Nous reprenons les sentiers parmi les citronniers et les mandariniers. Des cueilleurs d’olives s’agitent autour de nous. À mesure que nous faisons route vers l’est, le vert s’impose. Des céréales et des légumes de plein champ témoignent d’une terre plus riche et d’une pluviométrie plus abondante. Dans certaines zones, des oliviers ou des amandiers occupent des versants entiers de petite montagne. Nos yeux sont inondés des couleurs saturées d’une terre rouge, du vert des feuillages et du bleu d’un ciel pur. À Periana, un Français nous accueille. Il a rejoint ses parents dans ce village agricole. La récolte des amandes fut son premier emploi, mais aujourd’hui il travaille dans le bâtiment, activité bien plus rémunératrice en raison du nombre sans cesse croissant d’Européens du Nord qui acquièrent une résidence ici. Alors, la main-d’œuvre manque. Africains avec ou sans papiers, venez ! Les Andalous se sentent envahis par deux populations distinctes, toutes deux bien nécessaires à leur économie.
En plein soleil, nous peinons à monter au village de Villanueva de la Conception. Une voiture s’arrête, son conducteur – sosie parfait de Philipe Seguin –, nous invite à monter. Nous le remercions et refusons, fidèles à nos principes. Mais au lieu de repartir, comme tous les autres, il nous invite au restaurant du village. « Je suis le maire », dit-il… Après un copieux repas de poisson, il nous emmène visiter le Torcal de Antequera, un site karstique d’une étendue unique au monde, d’une beauté extraterrestre entièrement minérale. Des empilements de blocs taillés par les dieux ? Non, sur 30 hectares, une multitude de sculptures façonnées par les eaux dans la roche calcaire. Notre homme politique cultive sa popularité par des coups de klaxon répétés, des « Hola » et des « Hasta luego » à chaque traversée du village volontairement prolongée. « Le dimanche, je bois une bière avec les jeunes, et j’aime ça. » Il nous montre les travaux qu’il a engagés dans cette jeune ville, à grand renfort de subventions européennes et régionales. Il fait jouer pour nous la chorale puis la fanfare du village qui répètent en vue du jour de l’Andalousie. Le 28 février, date anniversaire d’un premier pas vers l’autonomie, est l’occasion de mobiliser les troupes. Chaque Andalou a reçu dans sa boîte aux lettres une plaquette vantant les mérites de l’Andalousie : « Indispensable pour sa contribution à l’Espagne et à l’Union européenne », « Incomparable pour sa diversité culturelle », etc.

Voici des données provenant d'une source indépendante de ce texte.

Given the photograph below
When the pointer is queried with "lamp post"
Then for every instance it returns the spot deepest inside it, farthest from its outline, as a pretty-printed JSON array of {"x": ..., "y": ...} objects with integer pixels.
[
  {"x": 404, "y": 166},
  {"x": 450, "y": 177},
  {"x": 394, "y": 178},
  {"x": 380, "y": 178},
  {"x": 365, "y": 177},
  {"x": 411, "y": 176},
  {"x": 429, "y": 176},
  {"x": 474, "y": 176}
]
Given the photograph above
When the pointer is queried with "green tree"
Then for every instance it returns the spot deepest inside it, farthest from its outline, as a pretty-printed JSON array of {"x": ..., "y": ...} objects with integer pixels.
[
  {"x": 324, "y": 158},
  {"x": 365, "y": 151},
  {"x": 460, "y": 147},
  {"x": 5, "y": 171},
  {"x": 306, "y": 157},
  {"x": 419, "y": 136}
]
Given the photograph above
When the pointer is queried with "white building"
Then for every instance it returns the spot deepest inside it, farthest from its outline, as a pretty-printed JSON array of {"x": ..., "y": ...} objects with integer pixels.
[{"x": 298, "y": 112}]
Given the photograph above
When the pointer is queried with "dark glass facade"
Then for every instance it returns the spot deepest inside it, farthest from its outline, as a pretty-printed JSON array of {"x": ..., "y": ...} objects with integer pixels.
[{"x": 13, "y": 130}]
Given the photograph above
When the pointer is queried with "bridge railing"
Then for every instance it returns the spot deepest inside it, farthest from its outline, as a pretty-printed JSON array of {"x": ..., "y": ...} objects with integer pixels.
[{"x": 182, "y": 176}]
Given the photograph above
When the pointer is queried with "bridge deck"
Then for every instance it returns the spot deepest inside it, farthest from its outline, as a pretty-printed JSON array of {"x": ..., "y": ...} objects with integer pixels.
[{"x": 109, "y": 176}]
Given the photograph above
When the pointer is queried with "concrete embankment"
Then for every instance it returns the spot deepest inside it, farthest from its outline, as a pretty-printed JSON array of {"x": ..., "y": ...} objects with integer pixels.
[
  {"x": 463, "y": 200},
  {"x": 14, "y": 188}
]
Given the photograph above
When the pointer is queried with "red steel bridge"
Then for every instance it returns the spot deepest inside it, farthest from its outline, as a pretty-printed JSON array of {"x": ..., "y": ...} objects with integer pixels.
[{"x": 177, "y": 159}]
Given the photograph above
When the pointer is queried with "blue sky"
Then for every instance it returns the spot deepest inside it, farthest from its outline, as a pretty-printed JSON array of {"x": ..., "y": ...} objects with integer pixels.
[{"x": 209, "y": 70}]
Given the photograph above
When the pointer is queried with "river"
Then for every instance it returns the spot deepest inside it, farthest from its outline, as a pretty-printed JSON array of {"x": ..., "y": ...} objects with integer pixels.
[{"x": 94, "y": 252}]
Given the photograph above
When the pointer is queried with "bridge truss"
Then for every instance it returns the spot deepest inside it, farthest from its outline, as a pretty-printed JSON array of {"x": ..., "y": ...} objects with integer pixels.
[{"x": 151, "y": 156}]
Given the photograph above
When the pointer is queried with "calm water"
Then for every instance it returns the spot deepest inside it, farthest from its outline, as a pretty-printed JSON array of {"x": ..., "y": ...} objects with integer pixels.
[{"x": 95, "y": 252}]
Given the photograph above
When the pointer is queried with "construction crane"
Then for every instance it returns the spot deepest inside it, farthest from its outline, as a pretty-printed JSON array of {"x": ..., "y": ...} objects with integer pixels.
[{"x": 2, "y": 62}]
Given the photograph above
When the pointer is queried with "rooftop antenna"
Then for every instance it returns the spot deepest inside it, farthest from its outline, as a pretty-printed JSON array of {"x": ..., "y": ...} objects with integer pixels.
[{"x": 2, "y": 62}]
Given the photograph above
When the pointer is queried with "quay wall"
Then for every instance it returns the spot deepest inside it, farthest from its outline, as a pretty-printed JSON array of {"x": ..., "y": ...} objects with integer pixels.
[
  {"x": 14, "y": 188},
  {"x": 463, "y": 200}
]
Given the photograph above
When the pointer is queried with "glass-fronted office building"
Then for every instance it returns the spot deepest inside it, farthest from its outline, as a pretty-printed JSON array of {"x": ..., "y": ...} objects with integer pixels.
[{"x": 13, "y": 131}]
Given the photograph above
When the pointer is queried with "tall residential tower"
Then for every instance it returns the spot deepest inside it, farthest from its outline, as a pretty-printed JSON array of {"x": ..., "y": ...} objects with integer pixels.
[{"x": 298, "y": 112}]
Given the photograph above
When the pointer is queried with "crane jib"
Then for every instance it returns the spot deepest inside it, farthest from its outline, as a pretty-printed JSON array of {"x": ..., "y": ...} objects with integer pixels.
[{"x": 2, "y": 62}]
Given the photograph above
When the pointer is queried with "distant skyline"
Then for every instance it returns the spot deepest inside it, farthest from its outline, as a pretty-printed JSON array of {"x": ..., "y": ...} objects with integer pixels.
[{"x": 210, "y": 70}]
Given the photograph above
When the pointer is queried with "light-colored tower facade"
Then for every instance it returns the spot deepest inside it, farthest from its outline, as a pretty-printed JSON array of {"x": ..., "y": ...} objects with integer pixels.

Nous continuons notre route jalonnée de marques blanches et rouges. Des odeurs de crème solaire émanent des champs de févrolle. Des chèvres pâturent des zones désertiques, alors que les oliveraies, toutes désherbées mécaniquement, pourraient offrir une nourriture abondante. Les chevriers laissent leurs troupeaux grignoter quelque peu les rares champs de céréales non clôturés. Après deux mois de soleil journalier, le vent du sud amène des nuages chargés. La pluie s’abat continuellement pendant deux jours. Une eau attendue, « les dernières véritables précipitations avant l’automne », nous dit un paysan.
Nous avons un mois de retard. Et mon père qui souhaite nous rejoindre à Séville dans une semaine ! Nous ne descendrons pas à Tarifa à pied. Nous quittons le GR aux environs de Ronda pour les routes rectilignes vers Séville. Mais Tarifa nous fait rêver, nous en sommes si proches… Nous consacrons deux jours à réaliser l’aller-retour en auto-stop. L’Afrique est là , si proche. D’ailleurs des Centrafricains payent cher pour embarquer à bord de chaloupes. Lâchés à quelques centaines de mètres de la plage par les bateliers, certains se noient parce qu’ils ne savent pas nager, ou sont alourdis par des sacs à dos remplis de drogue, pour une réduction sur le billet. Des éoliennes partout. Plusieurs centaines. Les pales immenses, qui tournent doucement avec la même vitesse et la même orientation, émerveillent nos yeux. Seul bémol, des oiseaux dont l’aigle royal en sont victimes. Tarifa n’est plus un vieux village isolé de pêcheurs, c’est une ville tendance où les magasins de surf remplissent les rues. De retour, nous empruntons le bitume pour filer à grande vitesse sur la capitale andalouse. De la plaine, des routes rectilignes, avancer pour avancer… Et à la gare de Séville, mon père, après neuf mois de séparation… Il est tard et il nous faut trouver un toit pour cette nuit, dans cette ville anonyme de 700 000 habitants. François attire l’intérêt général d’un groupe de serveurs dans un bar. Nous dormirons tous les trois dans une résidence d’étudiants, après une rapide visite du centre-ville et de la cathédrale. La magie des relations humaines.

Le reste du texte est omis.